She sets the knife on the toilet tank and pulls up her pants. She wants to clean the blood from the knife, but she’s afraid to do it at the sink. What if someone walks in? She dips the blade in the fresh toilet water and pushes it around, like she’s doing dishes in a basin. More red in the water. She turns it over in her hand and holds it by the blade and washes the handle that way. When she’s done, she dries the knife with more toilet paper and then gives the toilet another forceful flush. She closes the knife and puts it back in her pocket.
She’s not going to have a mirror moment. She rinses her hands in the sink and avoids looking at herself in the broken glass, as she did on the way in. She’s not sure what or who she’ll see reflected in the grime.
Back at the table, her coffee’s waiting for her. It’s still steaming. She wraps her hands around the mug and puts her chin over the steam, her elbows up on the table. The coffee smells bad. She looks out the window again. It occurs to her then that she could’ve been followed. Who by? Someone who witnessed her witnessing the crime? Or what if the killer doubled back, wanting to recover the knife, and saw her perched over Vincent? Every dark shape outside is the killer. Every El column provides him cover. Around every corner, he peers with greasy eyes, hood drawn tighter so his face is a beam of meanness.
“Amy?” a voice says.
She looks up. It’s Mr. Castricone from church. He takes the collections at eight fifteen Mass on Sundays. She almost doesn’t recognize him out of his bulky tweed jacket. He’s wearing a windbreaker and gray sweatpants and a battered Mets cap. He’s probably in his late fifties, but he looks even older dressed down, like a guy you’d find sitting on a bench outside the OTB with a short dog of wine. She realizes she hasn’t responded to him.

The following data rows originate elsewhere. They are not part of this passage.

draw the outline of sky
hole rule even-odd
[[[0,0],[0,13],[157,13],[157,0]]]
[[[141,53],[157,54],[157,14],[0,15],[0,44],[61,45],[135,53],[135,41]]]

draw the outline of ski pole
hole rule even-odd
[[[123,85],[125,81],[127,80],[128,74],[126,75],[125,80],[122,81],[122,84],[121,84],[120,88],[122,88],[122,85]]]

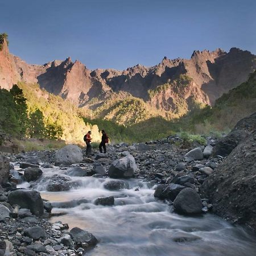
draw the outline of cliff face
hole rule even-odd
[[[256,69],[256,56],[247,51],[232,48],[229,53],[218,49],[213,52],[195,51],[191,59],[169,60],[164,57],[158,65],[137,65],[120,71],[113,69],[88,69],[70,57],[43,65],[30,65],[9,53],[4,40],[0,51],[0,86],[10,89],[18,81],[38,83],[49,92],[60,95],[79,106],[92,98],[106,98],[109,92],[128,92],[148,101],[159,109],[177,108],[177,97],[212,105],[224,93],[247,80]],[[159,86],[185,75],[192,79],[189,85],[179,90]],[[158,88],[151,97],[148,92]],[[176,98],[175,98],[176,97]]]

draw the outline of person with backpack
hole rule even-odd
[[[90,142],[92,141],[92,137],[90,137],[91,134],[92,132],[89,131],[84,136],[84,141],[85,142],[86,144],[86,155],[88,155],[89,154],[92,153],[92,146],[90,144]]]
[[[101,153],[102,152],[103,147],[103,149],[104,150],[104,154],[106,154],[106,143],[109,143],[109,137],[108,137],[106,133],[105,132],[104,130],[101,130],[101,133],[102,134],[102,136],[101,137],[101,142],[100,143],[100,146],[98,146],[98,147],[100,148],[100,152]]]

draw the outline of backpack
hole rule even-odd
[[[105,143],[109,143],[109,137],[108,136],[106,135],[106,139],[105,139]]]

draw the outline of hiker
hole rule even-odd
[[[87,134],[84,136],[84,141],[86,144],[86,155],[88,155],[88,154],[92,152],[92,146],[90,145],[90,142],[92,141],[92,138],[90,137],[91,134],[92,132],[90,131],[89,131]]]
[[[105,132],[104,130],[101,130],[101,133],[102,134],[102,136],[101,137],[101,142],[100,143],[100,146],[98,146],[100,148],[100,152],[101,153],[102,152],[102,147],[104,150],[104,153],[106,154],[106,143],[109,143],[109,137],[108,137],[106,133]]]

“You okay?” Mr. Castricone says. “You look troubled.”
“I’m just a little out of it,” Amy says.
“Anything I can do?”
“That’s nice of you. I’m good.”
“How about some company?”
“Really, I’m good.”
Mr. Castricone sits down across from her anyway. “You ordering anything to eat? I had the chicken souvlaki.” He kisses his fingers. “Delicious. ‘My compliments to the chef,’ I says to Carmine. Carmine over there’s my regular waiter. He’s been around forever. Gonna be sad to see this place go. Forty-four years they been open; forty-four years I been coming here. I came here after my confirmation, you believe that? I had my bachelor party here. Me and the boys. ‘Don’t take me to no strip club,’ I says. ‘Take me to the Roulette.’ I came here every Sunday after church with my wife and daughter. After my wife died in ’06, my daughter would still drive in from Jersey to meet me here on Sundays, and Carmine would set a place for my wife. When my daughter had the kids, she stopped coming every Sunday, but I’d still be here and Carmine would set the two other places. Where am I gonna go? Nowhere’s left in the neighborhood for me.”
“I’m sorry,” Amy says.
“I’m intruding,” he says.
“I’m just …”
“You need someone to talk to, I’m here. I got a lot of wisdom to pass on. Been through some shit.” He pauses. “Excuse my language. Been through my wife dying. Been through union battles. Got my ass handed to me by this pyramid scheme out of Bay Ridge. You heard that story? Sucked up my savings. I was one of the guys got taken. I trusted the guy who did it. Took him in like family. I’m talking too much. My wife always said I talked too much. My daughter, too. I remember correctly, you’re from Queens, right?”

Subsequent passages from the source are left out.